Sogar einige Marsforscher glauben, dass der Mars nicht mehr der Topkandidat ist. Darby Dyar, Planetengeologin am Mount Holyoke College, hat Jahrzehnte damit verbracht, den Mars zu erforschen. „Wenn irgendjemand von den zurückgebrachten Proben begeistert sein sollte, dann ich, und das bin ich“, sagte sie mir.
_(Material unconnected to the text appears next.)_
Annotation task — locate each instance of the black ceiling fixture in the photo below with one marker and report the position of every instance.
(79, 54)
Aber jetzt arbeitet sie an einer NASA-Mission zur Venus, einem Planeten, der dem Mars als Kandidat für außerirdisches Leben Konkurrenz machen könnte, und sie sagt, sie würde MSR nicht ihrer aktuellen Forschung vorziehen.
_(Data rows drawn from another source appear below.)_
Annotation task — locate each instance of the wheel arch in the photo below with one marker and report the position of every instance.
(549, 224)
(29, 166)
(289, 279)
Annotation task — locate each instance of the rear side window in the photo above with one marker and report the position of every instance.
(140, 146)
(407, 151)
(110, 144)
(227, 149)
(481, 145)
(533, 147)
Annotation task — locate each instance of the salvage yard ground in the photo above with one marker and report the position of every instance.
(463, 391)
Für Wissenschaftler, die die Marserkundung unterstützen, ist MSR ein Problem, da es Gelder von anderen Bemühungen abzieht, ihn zu erforschen. „Es gibt so viele Aspekte bei der Erforschung eines Planeten, bei denen es nicht darum geht, kleine Mengen Gestein im Labor zu analysieren“, sagt Catherine Neish, eine Planetenwissenschaftlerin an der Western University in Kanada, die an einer internationalen Mission zur Kartierung der Eisvorkommen in den Polarregionen des Mars arbeitet. Die NASA zog 2022 ihre finanzielle Unterstützung für dieses Projekt zurück und nannte als Teil ihrer Motivation die Kosten von MSR. Planetenwissenschaftler haben empfohlen, einer Mission Priorität einzuräumen, bei der tief in das Eis an den Marspolen gebohrt wird, weit weg von Perseverances Wirkungsbereich, wo die Bedingungen gerade angenehm genug sein könnten, um jetzt kleine Lebensformen zu unterstützen.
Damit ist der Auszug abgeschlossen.